19k. #ok A friend reminded me of Anders Hansen's idea: if exercise was a drug, it would be the most prescribed ever. Because the effects are so beneficial. But I think there's more.

Some of best benefits are the experience of doing it, not just the after effects. These photos are from just one run. I get a ton of this every day.

Sound on: surrogate view for one of my favourite places and runs, Sutro Tower from Twin Peaks on Ocean Beach Haight/Ocean Beach/Presidio loop.

A photo from the top of the mountain, or the view from the restaurant, or being choppered in, is just not the sams experience as running/walking/cycling up.
Being fit enough to run long distance every day is like having a private cable car, powered by your own effort and skill.

And the other difference from outputs is process.

It's not about the runner's high, whatever that is. It's about the process. The moment you focus on the outputs you miss the process focus that's required to do it right and enough.

One discovery is how much you never truly like running long distance, but you learn to love it. At any one moment you are focussing on form, rhythm, stride and absorbing pain from multiple locations, while watching for injury and checking energy levels.
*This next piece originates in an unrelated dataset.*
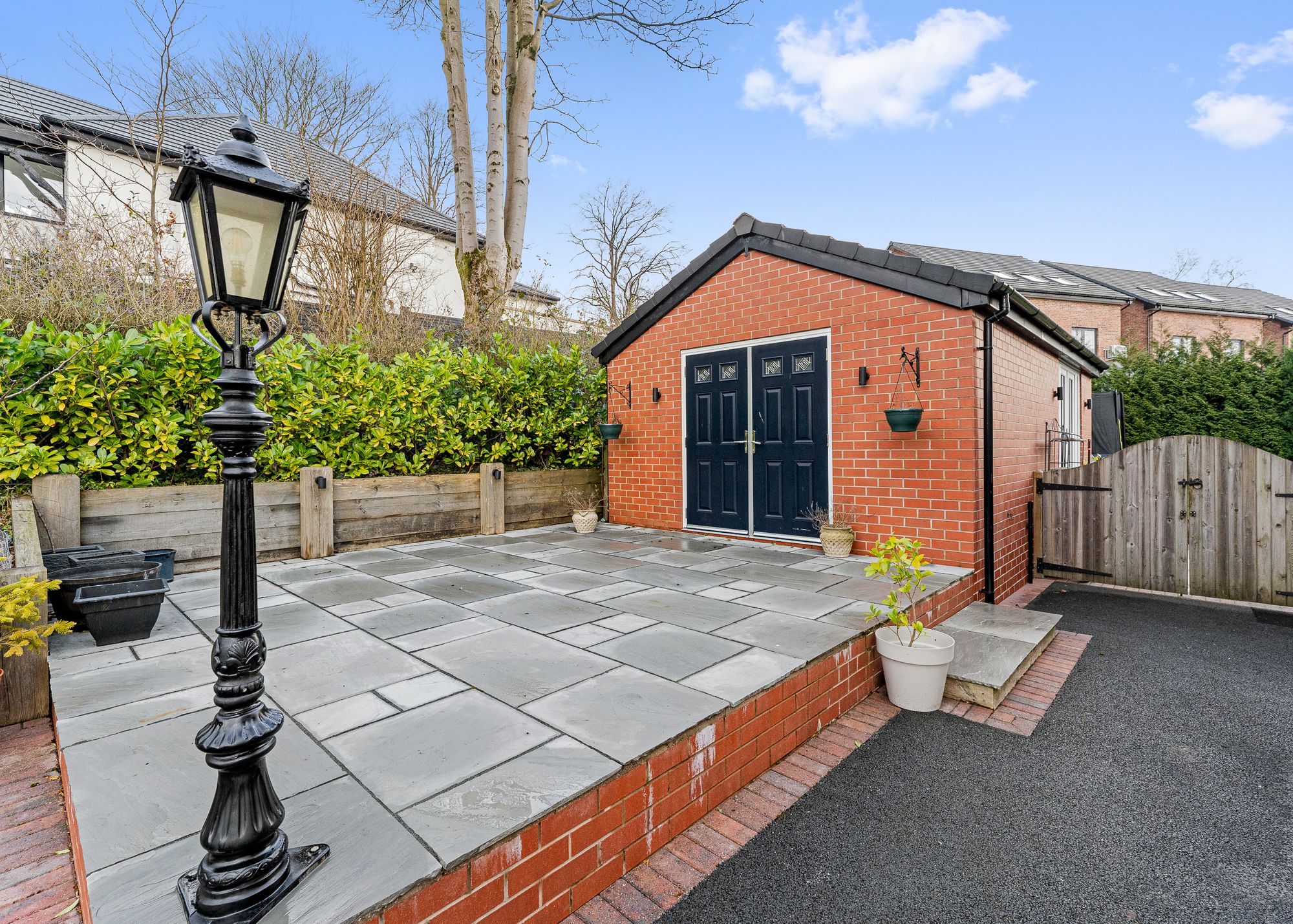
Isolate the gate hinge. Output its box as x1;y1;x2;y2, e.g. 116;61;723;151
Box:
1037;555;1113;577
And it's all fine, it's the process-the-moment.

During the day, process-wise, if you aren't mildly hurting throughout the day and yet looking forward to doing it again and wondering the distance you'll take on today, you aren't doing it right. When the time comes: you have to check for injuries vs aches, check for blisters, nutrition and hyrdarrtion levels, tape your toes, check your socks, choose shoes. It's a hassle, a lot of fiddling -  and it's the love of the process that pulls you forward, not liking any particular step.

It would be easier if it was a drug–but you'd lose the love of the experiential ride and process.